Neue Hartz IV Regelsätze und mein Senf dazu

Nach den neuen Hartz 4 Regelsätzen muss ein erwachsener Empfänger dieser Sozialleistung (das Wort an sich mag für die Betroffenen schon wie purer Hohn wirken) mit 364 Euro pro Monat auskommen. Jugendliche Hartz-IV-Empfänger ab 14 Jahre erhalten nun 287 Euro, Kinder im schulpflichtigen Alter 251 Euro und Kinder unter 6 Jahren 215 Euro.

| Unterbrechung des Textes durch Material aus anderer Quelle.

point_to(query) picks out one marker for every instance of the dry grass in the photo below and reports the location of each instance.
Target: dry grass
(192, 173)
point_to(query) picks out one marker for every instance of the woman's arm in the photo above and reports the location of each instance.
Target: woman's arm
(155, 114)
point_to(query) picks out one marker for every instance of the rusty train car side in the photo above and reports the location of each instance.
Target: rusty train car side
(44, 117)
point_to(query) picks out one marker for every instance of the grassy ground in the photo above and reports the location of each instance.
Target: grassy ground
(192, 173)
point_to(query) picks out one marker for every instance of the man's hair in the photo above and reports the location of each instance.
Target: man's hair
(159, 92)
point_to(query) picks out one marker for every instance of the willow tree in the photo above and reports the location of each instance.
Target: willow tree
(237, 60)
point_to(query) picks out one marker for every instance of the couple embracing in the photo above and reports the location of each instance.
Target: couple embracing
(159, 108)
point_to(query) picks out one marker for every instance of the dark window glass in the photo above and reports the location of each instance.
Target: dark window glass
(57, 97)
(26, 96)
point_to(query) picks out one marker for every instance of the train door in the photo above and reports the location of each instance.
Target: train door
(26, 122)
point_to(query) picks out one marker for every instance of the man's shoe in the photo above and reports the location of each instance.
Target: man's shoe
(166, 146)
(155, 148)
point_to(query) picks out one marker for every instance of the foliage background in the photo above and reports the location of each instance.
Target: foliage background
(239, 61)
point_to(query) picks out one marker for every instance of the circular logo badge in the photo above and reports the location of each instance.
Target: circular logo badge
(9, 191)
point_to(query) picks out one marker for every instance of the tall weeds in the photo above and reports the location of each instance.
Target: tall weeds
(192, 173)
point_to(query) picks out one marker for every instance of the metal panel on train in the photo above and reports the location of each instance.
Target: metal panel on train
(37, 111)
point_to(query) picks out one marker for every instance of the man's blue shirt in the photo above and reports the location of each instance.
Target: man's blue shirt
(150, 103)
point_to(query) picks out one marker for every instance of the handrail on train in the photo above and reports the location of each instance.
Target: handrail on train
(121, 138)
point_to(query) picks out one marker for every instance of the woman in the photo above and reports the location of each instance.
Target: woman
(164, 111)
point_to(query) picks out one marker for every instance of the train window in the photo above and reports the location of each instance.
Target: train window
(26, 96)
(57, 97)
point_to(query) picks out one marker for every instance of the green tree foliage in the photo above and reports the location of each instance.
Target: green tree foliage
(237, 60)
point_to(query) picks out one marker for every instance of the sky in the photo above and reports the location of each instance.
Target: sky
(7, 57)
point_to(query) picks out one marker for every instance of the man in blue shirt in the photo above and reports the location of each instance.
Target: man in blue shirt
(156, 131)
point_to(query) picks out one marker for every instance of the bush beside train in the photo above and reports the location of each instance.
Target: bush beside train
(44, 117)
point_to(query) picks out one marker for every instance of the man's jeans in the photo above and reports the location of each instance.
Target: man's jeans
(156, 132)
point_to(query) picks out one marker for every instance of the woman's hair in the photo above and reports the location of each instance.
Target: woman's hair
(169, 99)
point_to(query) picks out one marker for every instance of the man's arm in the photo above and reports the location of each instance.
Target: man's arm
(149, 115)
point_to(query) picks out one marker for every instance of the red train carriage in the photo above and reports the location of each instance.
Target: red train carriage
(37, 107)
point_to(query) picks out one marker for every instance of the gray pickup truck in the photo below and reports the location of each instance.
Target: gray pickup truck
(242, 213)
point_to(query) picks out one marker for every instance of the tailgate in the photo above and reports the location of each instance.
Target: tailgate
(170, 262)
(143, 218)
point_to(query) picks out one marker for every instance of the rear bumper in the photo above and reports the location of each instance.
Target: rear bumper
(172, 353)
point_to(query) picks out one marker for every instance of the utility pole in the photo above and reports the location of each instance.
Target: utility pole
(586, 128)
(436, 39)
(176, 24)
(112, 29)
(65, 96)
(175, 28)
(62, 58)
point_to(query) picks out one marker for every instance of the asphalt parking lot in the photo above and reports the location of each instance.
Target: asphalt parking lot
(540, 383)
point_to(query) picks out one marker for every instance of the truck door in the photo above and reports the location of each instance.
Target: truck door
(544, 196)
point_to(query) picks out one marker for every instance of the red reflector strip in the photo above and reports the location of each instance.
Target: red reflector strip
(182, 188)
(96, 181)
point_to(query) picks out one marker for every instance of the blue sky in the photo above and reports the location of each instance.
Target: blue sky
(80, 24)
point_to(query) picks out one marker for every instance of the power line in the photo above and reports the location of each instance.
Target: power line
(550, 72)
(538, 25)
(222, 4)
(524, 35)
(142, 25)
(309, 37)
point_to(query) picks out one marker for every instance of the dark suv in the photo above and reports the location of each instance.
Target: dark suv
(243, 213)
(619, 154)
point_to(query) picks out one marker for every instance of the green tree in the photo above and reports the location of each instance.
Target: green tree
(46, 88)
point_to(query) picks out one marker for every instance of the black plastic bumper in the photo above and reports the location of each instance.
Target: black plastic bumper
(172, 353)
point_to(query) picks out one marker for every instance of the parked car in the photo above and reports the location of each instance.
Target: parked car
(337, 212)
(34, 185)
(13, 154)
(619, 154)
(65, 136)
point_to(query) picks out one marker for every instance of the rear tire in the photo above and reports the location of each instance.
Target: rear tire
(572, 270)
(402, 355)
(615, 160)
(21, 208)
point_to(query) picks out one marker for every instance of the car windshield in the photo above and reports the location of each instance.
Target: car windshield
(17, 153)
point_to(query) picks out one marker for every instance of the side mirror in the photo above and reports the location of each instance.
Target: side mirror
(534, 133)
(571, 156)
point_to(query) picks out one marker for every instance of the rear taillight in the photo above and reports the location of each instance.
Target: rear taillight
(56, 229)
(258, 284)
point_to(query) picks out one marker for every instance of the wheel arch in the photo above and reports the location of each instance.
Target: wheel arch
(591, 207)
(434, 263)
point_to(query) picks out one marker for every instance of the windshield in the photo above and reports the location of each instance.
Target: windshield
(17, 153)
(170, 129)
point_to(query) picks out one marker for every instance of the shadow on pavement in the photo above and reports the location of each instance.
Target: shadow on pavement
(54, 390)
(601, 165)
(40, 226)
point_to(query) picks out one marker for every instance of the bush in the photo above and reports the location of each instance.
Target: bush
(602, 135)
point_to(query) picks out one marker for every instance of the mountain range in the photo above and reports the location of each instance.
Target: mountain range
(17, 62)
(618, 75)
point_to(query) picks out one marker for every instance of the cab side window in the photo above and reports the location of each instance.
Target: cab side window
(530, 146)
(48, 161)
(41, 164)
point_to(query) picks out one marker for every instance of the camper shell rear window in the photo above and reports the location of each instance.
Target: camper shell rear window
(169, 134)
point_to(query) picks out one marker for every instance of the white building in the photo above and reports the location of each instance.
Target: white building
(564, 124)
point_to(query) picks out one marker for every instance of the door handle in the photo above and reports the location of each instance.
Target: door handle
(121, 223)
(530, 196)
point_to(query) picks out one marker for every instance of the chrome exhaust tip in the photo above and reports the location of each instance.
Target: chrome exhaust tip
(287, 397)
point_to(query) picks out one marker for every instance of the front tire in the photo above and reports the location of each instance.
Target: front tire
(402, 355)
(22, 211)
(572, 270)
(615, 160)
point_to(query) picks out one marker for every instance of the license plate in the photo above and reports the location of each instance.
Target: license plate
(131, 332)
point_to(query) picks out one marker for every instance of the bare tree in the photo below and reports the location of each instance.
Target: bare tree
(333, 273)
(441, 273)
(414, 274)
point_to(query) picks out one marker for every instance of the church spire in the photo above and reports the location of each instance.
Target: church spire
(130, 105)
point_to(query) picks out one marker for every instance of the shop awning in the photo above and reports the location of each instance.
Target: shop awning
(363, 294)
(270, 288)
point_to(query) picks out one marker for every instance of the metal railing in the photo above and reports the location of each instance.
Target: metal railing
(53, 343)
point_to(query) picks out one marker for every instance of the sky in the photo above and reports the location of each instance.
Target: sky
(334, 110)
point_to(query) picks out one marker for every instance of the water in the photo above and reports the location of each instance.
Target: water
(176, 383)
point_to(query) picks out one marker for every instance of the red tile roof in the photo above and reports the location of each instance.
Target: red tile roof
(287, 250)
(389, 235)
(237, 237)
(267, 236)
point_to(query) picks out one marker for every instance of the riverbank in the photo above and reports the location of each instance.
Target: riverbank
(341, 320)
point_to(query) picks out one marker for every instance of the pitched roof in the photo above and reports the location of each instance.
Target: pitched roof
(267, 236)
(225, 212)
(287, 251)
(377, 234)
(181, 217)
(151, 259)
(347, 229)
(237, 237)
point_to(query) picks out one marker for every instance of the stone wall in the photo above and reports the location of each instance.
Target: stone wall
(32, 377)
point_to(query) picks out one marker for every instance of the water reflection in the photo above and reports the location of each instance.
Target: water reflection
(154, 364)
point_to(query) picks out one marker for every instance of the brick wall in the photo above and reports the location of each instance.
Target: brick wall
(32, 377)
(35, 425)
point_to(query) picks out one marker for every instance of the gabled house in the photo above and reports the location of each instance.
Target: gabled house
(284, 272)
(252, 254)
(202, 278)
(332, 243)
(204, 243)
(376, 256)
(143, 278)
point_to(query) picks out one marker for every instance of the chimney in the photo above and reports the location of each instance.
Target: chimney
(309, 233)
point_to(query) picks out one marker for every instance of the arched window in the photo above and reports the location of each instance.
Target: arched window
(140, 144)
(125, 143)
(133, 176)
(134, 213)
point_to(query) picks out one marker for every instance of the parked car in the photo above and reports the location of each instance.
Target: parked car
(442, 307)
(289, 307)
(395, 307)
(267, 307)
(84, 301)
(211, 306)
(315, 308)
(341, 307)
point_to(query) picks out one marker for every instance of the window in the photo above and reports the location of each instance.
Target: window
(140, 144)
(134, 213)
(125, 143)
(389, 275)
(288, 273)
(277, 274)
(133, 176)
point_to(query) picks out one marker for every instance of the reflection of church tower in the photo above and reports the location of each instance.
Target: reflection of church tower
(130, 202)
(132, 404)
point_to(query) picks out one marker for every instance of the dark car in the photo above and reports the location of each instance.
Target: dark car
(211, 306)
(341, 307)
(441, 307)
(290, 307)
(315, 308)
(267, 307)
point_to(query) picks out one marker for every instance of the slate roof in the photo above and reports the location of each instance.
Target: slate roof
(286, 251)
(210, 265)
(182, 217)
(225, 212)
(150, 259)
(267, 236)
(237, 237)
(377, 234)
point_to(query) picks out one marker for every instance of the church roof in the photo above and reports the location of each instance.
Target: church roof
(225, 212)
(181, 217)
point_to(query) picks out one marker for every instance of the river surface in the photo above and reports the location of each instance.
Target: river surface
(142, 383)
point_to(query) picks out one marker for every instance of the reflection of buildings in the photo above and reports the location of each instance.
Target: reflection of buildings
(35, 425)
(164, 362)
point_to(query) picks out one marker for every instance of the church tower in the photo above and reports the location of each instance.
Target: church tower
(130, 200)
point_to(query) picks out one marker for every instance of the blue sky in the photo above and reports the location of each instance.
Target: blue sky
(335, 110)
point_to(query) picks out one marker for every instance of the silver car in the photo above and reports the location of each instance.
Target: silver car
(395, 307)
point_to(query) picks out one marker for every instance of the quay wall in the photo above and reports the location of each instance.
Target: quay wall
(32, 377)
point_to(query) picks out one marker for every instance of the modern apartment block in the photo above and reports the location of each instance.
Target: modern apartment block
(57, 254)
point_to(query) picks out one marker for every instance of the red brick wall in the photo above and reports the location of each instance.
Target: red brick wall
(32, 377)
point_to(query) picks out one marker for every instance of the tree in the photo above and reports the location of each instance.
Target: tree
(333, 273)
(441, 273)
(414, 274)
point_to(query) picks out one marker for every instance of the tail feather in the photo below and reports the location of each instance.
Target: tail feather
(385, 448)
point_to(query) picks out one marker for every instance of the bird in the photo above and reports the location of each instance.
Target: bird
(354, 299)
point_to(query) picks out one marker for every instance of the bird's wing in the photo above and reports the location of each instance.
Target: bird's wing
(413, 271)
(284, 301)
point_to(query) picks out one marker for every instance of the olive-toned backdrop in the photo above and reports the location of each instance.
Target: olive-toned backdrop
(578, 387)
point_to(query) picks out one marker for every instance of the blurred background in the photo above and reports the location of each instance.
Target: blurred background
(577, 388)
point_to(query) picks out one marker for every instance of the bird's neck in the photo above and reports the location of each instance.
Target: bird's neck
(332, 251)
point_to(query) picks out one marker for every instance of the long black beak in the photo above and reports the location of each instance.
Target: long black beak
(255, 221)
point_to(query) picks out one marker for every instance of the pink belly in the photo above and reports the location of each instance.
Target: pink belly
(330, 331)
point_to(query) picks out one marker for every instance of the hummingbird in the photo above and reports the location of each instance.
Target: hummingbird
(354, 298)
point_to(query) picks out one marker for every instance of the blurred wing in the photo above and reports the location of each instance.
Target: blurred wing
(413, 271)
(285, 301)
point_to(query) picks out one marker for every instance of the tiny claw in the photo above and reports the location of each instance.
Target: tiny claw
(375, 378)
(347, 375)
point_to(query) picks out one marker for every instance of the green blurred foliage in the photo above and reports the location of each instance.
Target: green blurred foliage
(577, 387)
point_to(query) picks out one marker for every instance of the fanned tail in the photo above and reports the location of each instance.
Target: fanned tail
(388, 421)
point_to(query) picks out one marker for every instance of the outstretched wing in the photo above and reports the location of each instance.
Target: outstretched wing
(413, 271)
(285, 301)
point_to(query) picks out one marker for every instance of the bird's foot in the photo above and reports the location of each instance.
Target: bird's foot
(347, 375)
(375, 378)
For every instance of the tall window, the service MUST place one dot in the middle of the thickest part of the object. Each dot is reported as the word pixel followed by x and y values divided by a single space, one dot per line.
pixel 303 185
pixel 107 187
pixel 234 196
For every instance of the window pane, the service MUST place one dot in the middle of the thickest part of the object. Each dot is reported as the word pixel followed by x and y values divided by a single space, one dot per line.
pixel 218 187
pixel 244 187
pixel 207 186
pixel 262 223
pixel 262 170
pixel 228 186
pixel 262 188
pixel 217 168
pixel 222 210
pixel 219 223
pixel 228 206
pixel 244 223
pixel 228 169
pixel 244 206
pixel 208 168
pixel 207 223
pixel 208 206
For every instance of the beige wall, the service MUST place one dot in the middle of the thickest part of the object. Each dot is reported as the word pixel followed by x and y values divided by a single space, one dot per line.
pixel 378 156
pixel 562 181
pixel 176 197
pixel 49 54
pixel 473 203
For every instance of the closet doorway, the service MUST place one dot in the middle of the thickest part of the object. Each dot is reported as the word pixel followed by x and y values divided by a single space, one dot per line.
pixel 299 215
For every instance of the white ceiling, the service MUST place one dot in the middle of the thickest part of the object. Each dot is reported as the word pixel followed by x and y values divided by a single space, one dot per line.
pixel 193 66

Ich habe mal beispielhaft anhand meiner monatlichen Ausgaben ausgerechnet, ob und inwiefern ich im Bedarfsfall mit dieser für Erwachsene vorgesehenen Geldsumme auskommen würde. Meine einzelnen Zahlen, auf denen meine Berechnung gründet, nenne ich aus Datenschutzgründen natürlich nicht, zumal diese ohnehin individuell ausfallen. Darin berücksichtigt habe ich auf jeden Fall Lebensmittel, Haushalts- und Pflegeartikel, Internet und Telekommunikation, Mobilitätskosten (in meinem Fall "nur" ÖPNV - durch die Benutzung eines Fahrrads für kürzere Strecken ließe sich hierbei eventuell noch etwas Geld einsparen).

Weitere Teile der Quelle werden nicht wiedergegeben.